As a part of an immigrant family that moved to the States from a place with considerably less freedoms and (at the time) little material comforts to speak of, I, like hundreds of millions before me saw the US as a leading light in this world. This is not just in terms of economic strength, but also freedoms, innovative thought, happiness in life, and the embrace of people from everywhere, holding all sorts of beliefs and maintaining all kinds of lifestyles. There was an TV ad at the beginning of the Clinton presidency that had people with various ethnic backgrounds and from all walks of life say to the camera, “I am America”, including a Korean guy, who made me feel that us Asians were not excluded either. That trajectory of expanding inclusiveness had not really ended until the present day. Now however we as Americans, new or deep-rooted, are contemplating an upcoming era when historical progresses will be undone. The Neanderthals left behind by cultural and societal evolution are coming back to destroy our civilization.

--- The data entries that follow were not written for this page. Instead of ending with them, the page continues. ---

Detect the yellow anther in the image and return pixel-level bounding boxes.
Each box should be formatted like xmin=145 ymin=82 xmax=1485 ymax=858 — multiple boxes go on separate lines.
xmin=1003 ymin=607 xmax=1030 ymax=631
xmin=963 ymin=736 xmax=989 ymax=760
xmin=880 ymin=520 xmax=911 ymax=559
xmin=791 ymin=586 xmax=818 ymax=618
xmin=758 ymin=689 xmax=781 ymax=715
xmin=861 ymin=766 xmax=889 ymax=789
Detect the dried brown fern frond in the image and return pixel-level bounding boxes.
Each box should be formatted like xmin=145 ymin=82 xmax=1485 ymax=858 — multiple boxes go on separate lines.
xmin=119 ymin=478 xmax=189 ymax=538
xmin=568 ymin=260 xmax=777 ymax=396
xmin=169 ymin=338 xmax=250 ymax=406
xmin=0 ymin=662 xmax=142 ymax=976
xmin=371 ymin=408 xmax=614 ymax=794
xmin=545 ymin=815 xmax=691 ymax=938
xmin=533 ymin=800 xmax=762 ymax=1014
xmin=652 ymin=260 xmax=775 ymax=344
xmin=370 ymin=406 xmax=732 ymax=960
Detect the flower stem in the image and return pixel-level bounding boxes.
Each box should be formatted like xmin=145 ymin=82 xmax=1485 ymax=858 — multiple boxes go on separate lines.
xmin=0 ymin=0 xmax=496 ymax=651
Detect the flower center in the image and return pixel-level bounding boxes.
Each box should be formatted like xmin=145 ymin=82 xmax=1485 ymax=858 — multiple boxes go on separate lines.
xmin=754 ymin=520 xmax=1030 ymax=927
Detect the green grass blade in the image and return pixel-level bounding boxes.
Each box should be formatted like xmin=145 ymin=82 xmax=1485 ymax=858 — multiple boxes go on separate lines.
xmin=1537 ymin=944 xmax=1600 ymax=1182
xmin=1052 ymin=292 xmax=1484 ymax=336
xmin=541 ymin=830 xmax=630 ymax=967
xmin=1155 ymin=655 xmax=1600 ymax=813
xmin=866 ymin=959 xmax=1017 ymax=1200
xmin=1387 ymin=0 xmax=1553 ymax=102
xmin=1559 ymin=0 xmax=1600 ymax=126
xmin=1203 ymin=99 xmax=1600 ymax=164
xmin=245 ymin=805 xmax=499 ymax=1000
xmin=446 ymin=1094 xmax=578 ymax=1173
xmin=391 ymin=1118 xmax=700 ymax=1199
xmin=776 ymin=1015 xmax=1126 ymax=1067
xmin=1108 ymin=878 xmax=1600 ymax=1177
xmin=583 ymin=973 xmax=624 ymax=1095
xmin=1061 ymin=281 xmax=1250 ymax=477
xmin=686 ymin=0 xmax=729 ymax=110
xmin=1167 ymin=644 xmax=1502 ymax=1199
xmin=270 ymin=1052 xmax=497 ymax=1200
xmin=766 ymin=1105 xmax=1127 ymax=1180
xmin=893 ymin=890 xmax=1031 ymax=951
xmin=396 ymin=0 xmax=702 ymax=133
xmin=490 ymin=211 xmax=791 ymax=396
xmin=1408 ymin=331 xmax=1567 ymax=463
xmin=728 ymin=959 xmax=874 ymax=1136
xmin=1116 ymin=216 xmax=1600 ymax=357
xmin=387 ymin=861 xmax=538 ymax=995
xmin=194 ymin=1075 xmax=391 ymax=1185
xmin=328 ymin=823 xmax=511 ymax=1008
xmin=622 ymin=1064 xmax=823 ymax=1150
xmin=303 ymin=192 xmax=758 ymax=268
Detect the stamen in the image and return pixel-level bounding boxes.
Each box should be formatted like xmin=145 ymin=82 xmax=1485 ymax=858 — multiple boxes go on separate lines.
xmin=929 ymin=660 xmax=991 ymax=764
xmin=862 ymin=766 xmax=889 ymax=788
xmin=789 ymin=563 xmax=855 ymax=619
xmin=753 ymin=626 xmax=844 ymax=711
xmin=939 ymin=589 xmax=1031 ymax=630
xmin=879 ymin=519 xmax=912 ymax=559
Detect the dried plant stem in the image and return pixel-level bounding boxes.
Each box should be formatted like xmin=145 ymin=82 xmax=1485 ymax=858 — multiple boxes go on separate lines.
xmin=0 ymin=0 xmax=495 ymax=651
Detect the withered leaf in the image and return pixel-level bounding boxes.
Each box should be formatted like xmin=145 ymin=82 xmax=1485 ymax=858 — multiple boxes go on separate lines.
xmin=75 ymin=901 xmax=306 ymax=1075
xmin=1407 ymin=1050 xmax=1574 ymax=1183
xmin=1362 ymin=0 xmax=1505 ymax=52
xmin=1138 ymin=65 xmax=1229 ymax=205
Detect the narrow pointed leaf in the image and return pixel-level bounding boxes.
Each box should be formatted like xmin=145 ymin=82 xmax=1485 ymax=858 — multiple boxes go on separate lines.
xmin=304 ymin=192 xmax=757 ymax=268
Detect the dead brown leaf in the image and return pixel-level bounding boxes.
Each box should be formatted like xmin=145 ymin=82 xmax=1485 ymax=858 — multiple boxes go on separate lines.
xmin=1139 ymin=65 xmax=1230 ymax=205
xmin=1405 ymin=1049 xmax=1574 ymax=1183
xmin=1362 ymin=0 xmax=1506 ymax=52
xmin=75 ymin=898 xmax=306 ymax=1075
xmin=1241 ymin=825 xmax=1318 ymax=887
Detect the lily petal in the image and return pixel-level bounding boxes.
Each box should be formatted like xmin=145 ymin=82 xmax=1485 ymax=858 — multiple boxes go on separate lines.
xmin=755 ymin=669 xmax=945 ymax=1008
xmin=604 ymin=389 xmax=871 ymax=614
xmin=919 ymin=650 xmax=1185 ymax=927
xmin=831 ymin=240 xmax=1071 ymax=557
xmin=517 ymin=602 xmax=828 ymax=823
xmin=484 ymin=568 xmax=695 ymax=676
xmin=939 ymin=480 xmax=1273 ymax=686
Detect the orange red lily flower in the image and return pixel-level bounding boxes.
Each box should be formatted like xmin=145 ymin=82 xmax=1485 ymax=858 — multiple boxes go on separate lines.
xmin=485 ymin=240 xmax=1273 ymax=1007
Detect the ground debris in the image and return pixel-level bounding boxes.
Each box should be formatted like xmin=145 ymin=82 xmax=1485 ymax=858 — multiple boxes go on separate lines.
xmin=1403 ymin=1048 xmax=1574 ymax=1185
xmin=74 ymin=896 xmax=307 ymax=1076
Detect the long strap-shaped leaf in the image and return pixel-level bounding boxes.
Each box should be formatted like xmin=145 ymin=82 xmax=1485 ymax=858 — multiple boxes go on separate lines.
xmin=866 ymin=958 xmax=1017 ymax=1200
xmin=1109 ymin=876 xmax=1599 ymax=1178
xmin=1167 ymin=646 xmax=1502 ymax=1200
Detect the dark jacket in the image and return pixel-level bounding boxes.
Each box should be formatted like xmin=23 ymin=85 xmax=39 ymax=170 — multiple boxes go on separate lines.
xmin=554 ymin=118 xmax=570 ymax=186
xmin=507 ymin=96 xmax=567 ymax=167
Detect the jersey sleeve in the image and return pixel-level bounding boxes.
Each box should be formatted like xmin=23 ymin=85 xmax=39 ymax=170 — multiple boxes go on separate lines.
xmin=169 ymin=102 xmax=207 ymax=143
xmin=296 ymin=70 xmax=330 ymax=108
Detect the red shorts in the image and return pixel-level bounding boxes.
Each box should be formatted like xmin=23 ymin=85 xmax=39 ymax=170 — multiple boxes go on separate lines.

All of us who have come to this land, or were born on this land have understood that America is a place of last refuge from the awfulness of the rest of the world. Oftentimes its people were able to come together in ways incomprehensible to the rest of the world. “American Exceptionalism” is an acknowledgment to the fact that America had always been able to do good for itself and others in the world, and it’s worth holding blind faith in the country no matter what it does. That faith had began to be eroded with the reckless responses to 9/11 under G.W. Bush. Still, we say to ourselves (and to everyone else in the world), whatever America does is ultimately for the good of mankind, because history had proven to be so. Throughout the 20th century, in almost everything ranging from the sciences to cultural values, the US had indeed led the world along, however fractious its internal politics may be. Its people are good at heart, and things like the 2000 election were just examples of the people falsely being manipulated by political machinery. Even then, the somewhat incompetent president we elected was well-intentioned. So what had the 2016 election shown? Bigotry and prejudices had won. Alienation and fear had won. Lies and selfishness had won. Authoritarian governments like China and Russia are gloating. Democracies everywhere had lost the example that they’ve always looked up to. Immigrants like us with none-white skin colors can no longer feel safe, and the white population itself is bitterly divided. There is no longer a place to belong, no melting pot. We are all, in this country, refugees from what we had hoped to be our home, whether adopted or born into.
One thing that’s left though is the eternal, almost freakish optimism that all Americans possess. That means all of us will be striving for a better tomorrow however way we see it, and perhaps the collective mind of the people will be able to understand soon enough its mistake and course-correct. That, at least, is the view from my particular pair of rose-tinted glasses.